Congo’s president clings to power even as the hinterland erupts
“LET’S march on the president’s palace and drive him out,” howled the speaker, and a couple of hundred supporters, packed into a sweaty courtyard at the headquarters of the Democratic Republic of Congo’s main opposition party, yelled their agreement. Outside, a contingent of police, heavily outnumbered, waited nervously.
The march never happened. It would not have got anywhere near the president, and no one, for the moment, wants to risk a repeat of the violence last September, when police opened fire on crowds and a hundred or so people died. But the economy is tanking, civil war is raging again in the centre of the country, and patience is wearing thin with Congo’s dictatorial president, Joseph Kabila, whose final term in office expired five months ago.
Mr Kabila has misruled Congo for the past 17 years, after he took over from his father, who was shot by a bodyguard. The past few months have been particularly desperate. Congo depends on copper and cobalt, and to a lesser extent diamonds, for hard currency. Nearly all manufactured goods are imported.
Despite a mighty river and abundant rainfall, its broken-down infrastructure means it imports much of its food, too. At the Momo supermarket in the capital, Kinshasa, a ramshackle city of 12m people, you will find tin pans from Pakistan, toilet paper from Turkey, sandals from Thailand and glass tumblers from Brazil: but virtually nothing from Congo itself apart from some of the chicken and beer.

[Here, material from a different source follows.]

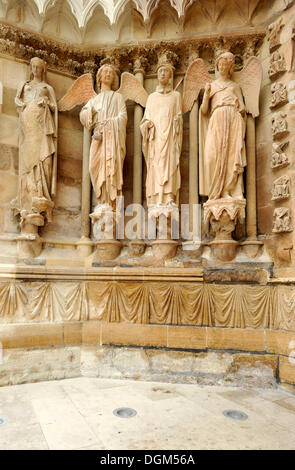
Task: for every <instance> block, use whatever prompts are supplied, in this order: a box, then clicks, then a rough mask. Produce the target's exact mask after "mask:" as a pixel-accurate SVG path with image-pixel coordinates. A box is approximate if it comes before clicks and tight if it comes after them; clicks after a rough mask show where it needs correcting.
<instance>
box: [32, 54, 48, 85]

The world copper price halved between 2011 and 2016. Cobalt is still well down, too, after a crash in 2008. The two commodities have recovered a bit this year, but this has not prevented the collapse of the Congolese franc, as the central bank printed more money in response to falling receipts: it has lost 50% of its value since November.
Chantal Ngoyi, a trader at the big Victoire market, sells clothes (none of them made in Congo) out of big bundles of Western hand-me-downs she buys for $250 from importers. The bundle used to cost 1.8m francs; it now costs her 3.6m, so she has to pass the increase on to her customers.
“Now no one can afford to buy from me,” she complains. John Mbala, who runs a liquor shop nearby, says demand for his imported booze has simply vanished. Even the cheap local hooch, like his eye-watering Boss Whisky, is not selling, because everyone is broke.